[SPARK-3361] Expand PEP 8 checks to include EC2 script and Python examples

This PR resolves [SPARK-3361](https://issues.apache.org/jira/browse/SPARK-3361) by expanding the PEP 8 checks to cover the remaining Python code base: * The EC2 script * All Python / PySpark examples Author: Nicholas Chammas <nicholas.chammas@gmail.com> Closes #2297 from nchammas/pep8-rulez and squashes the following commits: 1e5ac9a [Nicholas Chammas] PEP 8 fixes to Python examples c3dbeff [Nicholas Chammas] PEP 8 fixes to EC2 script 65ef6e8 [Nicholas Chammas] expand PEP 8 checks
author: Nicholas Chammas <nicholas.chammas@gmail.com> 2014-09-05 23:08:54 -0700
committer: Reynold Xin <rxin@apache.org> 2014-09-05 23:08:54 -0700
commit: 9422c4ee0eaf4a32d2ed7c96799feac2f5f79d40 (patch)
tree: 53000806a143eac041be4ad0f84a137f93e43bd3
parent: 19f61c165932059e7ce156da2c71429fa8dc27f0 (diff)
download: spark-9422c4ee0eaf4a32d2ed7c96799feac2f5f79d40.tar.gz
spark-9422c4ee0eaf4a32d2ed7c96799feac2f5f79d40.tar.bz2
spark-9422c4ee0eaf4a32d2ed7c96799feac2f5f79d40.zip
12 files changed, 79 insertions, 53 deletions
diff --git a/dev/lint-python b/dev/lint-python
index a1e890faa8..79bf70f0b8 100755
--- a/dev/lint-python
+++ b/dev/lint-python
@@ -30,6 +30,7 @@ cd $SPARK_ROOT_DIR
 #+  - Download this from a more reliable source. (GitHub raw can be flaky, apparently. (?))
 PEP8_SCRIPT_PATH="$SPARK_ROOT_DIR/dev/pep8.py"
 PEP8_SCRIPT_REMOTE_PATH="https://raw.githubusercontent.com/jcrocholl/pep8/1.5.7/pep8.py"
+PEP8_PATHS_TO_CHECK="./python/pyspark/ ./ec2/spark_ec2.py ./examples/src/main/python/"
 
 curl --silent -o "$PEP8_SCRIPT_PATH" "$PEP8_SCRIPT_REMOTE_PATH"    
 curl_status=$?
@@ -44,7 +45,7 @@ fi
 #+ first, but we do so so that the check status can
 #+ be output before the report, like with the
 #+ scalastyle and RAT checks.
-python $PEP8_SCRIPT_PATH ./python/pyspark > "$PEP8_REPORT_PATH"
+python $PEP8_SCRIPT_PATH $PEP8_PATHS_TO_CHECK > "$PEP8_REPORT_PATH"

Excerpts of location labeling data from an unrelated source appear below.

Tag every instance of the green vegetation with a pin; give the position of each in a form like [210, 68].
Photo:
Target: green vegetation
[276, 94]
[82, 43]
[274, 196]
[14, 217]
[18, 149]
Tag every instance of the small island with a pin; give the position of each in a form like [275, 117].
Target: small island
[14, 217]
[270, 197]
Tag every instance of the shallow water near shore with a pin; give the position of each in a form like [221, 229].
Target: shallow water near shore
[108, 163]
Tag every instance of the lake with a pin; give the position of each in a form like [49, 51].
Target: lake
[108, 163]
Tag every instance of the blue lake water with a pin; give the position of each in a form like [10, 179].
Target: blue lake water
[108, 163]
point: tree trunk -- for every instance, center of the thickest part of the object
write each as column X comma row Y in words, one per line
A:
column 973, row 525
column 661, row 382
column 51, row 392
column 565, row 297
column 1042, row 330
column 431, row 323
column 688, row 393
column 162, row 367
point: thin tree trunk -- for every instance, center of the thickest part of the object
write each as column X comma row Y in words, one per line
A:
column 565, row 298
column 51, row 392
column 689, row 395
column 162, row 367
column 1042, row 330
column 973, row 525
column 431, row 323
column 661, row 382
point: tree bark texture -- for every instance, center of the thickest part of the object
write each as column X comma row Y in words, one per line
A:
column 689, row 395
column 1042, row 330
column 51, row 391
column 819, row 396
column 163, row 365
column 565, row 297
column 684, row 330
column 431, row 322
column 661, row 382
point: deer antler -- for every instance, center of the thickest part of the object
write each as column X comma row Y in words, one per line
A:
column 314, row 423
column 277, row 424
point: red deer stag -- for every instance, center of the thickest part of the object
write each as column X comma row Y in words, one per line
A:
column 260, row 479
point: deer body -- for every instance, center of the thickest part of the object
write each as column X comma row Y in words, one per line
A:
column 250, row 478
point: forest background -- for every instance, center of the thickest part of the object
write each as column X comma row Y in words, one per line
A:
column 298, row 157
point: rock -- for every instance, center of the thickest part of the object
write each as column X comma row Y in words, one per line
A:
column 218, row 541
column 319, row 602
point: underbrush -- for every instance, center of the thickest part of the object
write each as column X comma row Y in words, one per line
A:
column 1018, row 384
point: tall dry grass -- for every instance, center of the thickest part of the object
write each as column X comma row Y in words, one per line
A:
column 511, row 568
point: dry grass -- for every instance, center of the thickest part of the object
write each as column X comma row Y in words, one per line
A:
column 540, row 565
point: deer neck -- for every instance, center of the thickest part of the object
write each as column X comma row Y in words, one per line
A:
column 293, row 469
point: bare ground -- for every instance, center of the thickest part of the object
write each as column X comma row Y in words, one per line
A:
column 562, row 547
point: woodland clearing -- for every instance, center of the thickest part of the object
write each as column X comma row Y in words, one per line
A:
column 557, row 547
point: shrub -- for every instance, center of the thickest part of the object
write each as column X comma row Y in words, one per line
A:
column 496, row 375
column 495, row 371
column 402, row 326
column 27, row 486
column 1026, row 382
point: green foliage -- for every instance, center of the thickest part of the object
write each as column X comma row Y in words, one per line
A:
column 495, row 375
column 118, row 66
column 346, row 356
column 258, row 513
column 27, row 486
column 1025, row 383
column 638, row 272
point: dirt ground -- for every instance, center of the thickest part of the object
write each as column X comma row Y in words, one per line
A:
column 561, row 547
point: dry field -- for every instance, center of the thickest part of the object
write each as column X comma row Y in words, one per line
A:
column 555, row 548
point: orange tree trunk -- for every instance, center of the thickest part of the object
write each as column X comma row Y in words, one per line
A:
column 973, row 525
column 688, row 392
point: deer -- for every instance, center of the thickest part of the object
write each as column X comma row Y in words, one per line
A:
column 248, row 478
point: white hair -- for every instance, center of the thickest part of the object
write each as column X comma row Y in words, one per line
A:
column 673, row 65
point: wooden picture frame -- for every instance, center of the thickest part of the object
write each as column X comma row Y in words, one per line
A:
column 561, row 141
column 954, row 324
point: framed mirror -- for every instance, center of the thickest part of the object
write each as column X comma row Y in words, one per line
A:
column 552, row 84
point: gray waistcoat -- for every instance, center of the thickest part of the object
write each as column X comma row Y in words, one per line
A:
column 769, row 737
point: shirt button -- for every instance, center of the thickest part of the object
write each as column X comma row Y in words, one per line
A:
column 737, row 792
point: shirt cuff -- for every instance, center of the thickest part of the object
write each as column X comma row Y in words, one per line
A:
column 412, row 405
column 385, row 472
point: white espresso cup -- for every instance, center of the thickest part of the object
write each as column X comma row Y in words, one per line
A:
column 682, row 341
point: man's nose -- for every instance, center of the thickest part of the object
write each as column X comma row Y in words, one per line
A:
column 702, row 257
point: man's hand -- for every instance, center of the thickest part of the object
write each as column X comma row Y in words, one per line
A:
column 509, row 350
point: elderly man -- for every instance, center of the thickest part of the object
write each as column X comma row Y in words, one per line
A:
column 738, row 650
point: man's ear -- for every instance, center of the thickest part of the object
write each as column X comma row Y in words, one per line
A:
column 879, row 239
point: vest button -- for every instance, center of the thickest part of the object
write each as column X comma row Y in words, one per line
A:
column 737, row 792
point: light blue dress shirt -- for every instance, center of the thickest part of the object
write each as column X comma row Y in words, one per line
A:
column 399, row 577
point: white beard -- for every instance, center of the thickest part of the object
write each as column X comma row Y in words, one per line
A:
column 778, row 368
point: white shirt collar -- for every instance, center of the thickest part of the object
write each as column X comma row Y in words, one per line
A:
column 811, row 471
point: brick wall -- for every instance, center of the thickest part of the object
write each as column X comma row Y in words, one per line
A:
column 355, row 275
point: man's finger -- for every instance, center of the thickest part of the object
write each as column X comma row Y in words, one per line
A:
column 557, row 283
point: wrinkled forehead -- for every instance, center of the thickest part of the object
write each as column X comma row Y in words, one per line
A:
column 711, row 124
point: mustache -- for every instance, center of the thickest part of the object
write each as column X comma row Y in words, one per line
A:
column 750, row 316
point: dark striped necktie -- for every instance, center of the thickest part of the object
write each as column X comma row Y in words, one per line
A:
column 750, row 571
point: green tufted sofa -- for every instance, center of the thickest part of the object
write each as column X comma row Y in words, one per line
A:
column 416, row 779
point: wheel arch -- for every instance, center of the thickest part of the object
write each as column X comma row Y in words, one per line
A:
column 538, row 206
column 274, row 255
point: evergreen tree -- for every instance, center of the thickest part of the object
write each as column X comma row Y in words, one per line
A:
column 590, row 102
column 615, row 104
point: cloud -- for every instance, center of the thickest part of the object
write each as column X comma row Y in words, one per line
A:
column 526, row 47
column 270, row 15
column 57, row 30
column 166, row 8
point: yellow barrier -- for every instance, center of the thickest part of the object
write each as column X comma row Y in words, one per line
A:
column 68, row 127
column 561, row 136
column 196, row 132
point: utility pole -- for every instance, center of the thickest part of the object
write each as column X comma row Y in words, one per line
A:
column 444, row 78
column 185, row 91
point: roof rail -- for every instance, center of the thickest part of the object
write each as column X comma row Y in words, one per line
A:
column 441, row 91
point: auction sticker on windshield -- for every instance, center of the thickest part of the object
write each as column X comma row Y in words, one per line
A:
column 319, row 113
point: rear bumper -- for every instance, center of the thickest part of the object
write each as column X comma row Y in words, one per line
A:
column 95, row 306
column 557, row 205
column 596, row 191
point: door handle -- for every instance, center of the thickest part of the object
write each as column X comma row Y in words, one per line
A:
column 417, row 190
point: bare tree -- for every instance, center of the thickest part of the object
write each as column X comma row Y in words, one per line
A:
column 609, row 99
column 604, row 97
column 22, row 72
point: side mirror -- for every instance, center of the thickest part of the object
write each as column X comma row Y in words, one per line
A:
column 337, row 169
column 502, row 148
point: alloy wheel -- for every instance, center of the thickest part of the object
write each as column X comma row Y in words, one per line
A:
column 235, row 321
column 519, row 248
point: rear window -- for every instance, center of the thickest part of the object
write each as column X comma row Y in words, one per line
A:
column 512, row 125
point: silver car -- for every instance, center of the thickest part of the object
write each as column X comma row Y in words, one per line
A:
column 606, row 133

 pep8_status=${PIPESTATUS[0]} #$?
 
 if [ $pep8_status -ne 0 ]; then
@@ -54,7 +55,7 @@ else
     echo "PEP 8 checks passed."
 fi
 
-rm -f "$PEP8_REPORT_PATH"
+rm "$PEP8_REPORT_PATH"
 rm "$PEP8_SCRIPT_PATH"
 
 exit $pep8_status
diff --git a/ec2/spark_ec2.py b/ec2/spark_ec2.py
index 1670faca4a..8ec88d95e3 100755
--- a/ec2/spark_ec2.py
+++ b/ec2/spark_ec2.py
@@ -41,6 +41,7 @@ from boto import ec2
 # A URL prefix from which to fetch AMI information
 AMI_PREFIX = "https://raw.github.com/mesos/spark-ec2/v2/ami-list"
 
+
 class UsageError(Exception):
     pass
 
@@ -342,7 +343,6 @@ def launch_cluster(conn, opts, cluster_name):
     if opts.ami is None:
         opts.ami = get_spark_ami(opts)
 
-
     additional_groups = []
     if opts.additional_security_group:
         additional_groups = [sg
@@ -363,7 +363,7 @@ def launch_cluster(conn, opts, cluster_name):
         for i in range(opts.ebs_vol_num):
             device = EBSBlockDeviceType()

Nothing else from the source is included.